C'est en 1981, juste avant la
présidentielle, que le journal satirique le Canard enchaîné publie des
documents datés de 1943 et 44 signés de la main de Maurice Papon, l'impliquant
dans la déportation de juifs bordelais.
Après 17 ans de bataille
juridique, l'ancien fonctionnaire est renvoyé devant les assises de la Gironde
en octobre 1997 pour un procès qui durera six mois, en raison notamment
d'interruptions pour hospitalisation.
Après l'épuisement des recours
qui induit le caractère définitif de sa condamnation, Maurice Papon a toujours
clamé son innocence.
C'est ce qu'a rappelé son avocat,
Me Vuillemin, en soulignant dans un communiqué: "La Cour européenne des
Droits de l'Homme a condamné la France le 25 juillet 2002 pour n'avoir pas
respecté les règles du procès équitable.
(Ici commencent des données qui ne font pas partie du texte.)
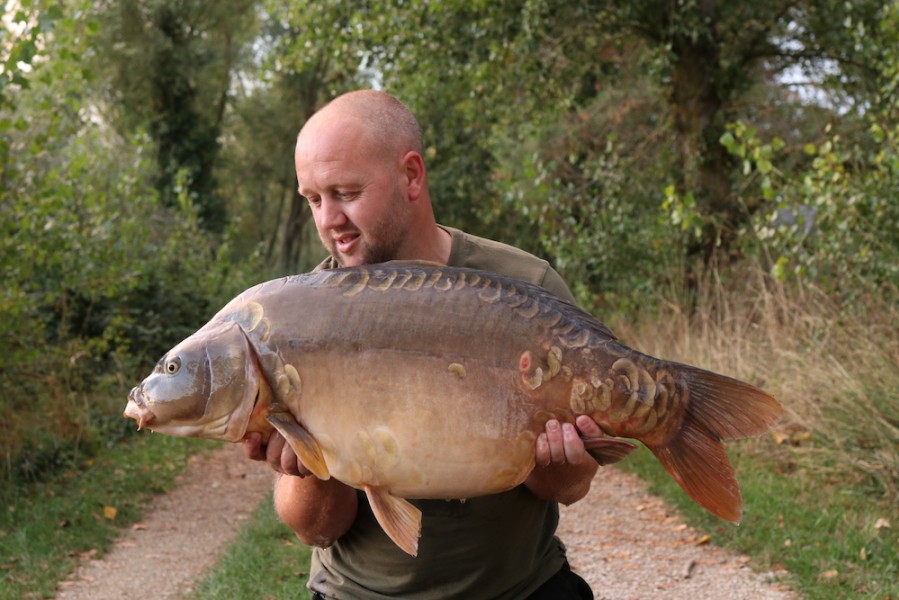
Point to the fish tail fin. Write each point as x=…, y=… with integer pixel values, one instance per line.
x=719, y=408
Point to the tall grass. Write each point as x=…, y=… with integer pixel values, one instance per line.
x=820, y=491
x=835, y=367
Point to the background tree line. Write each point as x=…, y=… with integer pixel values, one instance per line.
x=146, y=161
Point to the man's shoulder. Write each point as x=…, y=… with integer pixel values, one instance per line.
x=473, y=252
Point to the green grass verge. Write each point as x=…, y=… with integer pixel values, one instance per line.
x=266, y=561
x=45, y=527
x=822, y=536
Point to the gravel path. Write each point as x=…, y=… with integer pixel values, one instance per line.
x=626, y=543
x=181, y=535
x=630, y=545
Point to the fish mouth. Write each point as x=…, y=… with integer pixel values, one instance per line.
x=137, y=410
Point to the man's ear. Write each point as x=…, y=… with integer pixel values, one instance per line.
x=413, y=174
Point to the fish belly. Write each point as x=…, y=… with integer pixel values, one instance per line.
x=419, y=426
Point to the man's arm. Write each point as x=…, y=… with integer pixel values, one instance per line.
x=564, y=469
x=318, y=511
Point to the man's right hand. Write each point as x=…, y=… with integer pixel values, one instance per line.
x=277, y=453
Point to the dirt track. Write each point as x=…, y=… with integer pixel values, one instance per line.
x=626, y=543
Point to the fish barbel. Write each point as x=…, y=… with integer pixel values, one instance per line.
x=412, y=380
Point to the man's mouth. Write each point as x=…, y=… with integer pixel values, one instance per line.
x=345, y=242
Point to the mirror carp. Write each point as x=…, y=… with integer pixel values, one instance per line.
x=414, y=380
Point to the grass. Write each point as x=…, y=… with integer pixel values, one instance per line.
x=822, y=492
x=820, y=538
x=45, y=527
x=266, y=562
Le 4 avril 2002, le Conseil d'État a
déchargé Maurice Papon de la moitié des dommages et intérêts dus aux parties
civiles pour les mettre à la charge exclusive de l'Etat".
Il a aussi fait valoir que
"le Conseil d'État a rétabli l'ancien préfet de police du général de
Gaulle dans ses droits à pension de retraite le 4 juillet 2003, avec effet
rétroactif".
"Maurice Papon s'est battu
jusqu'au bout et il est mort en homme libre alors qu'il s'apprêtait à livrer
son dernier combat: l'action en réhabilitation", affirme l'avocat.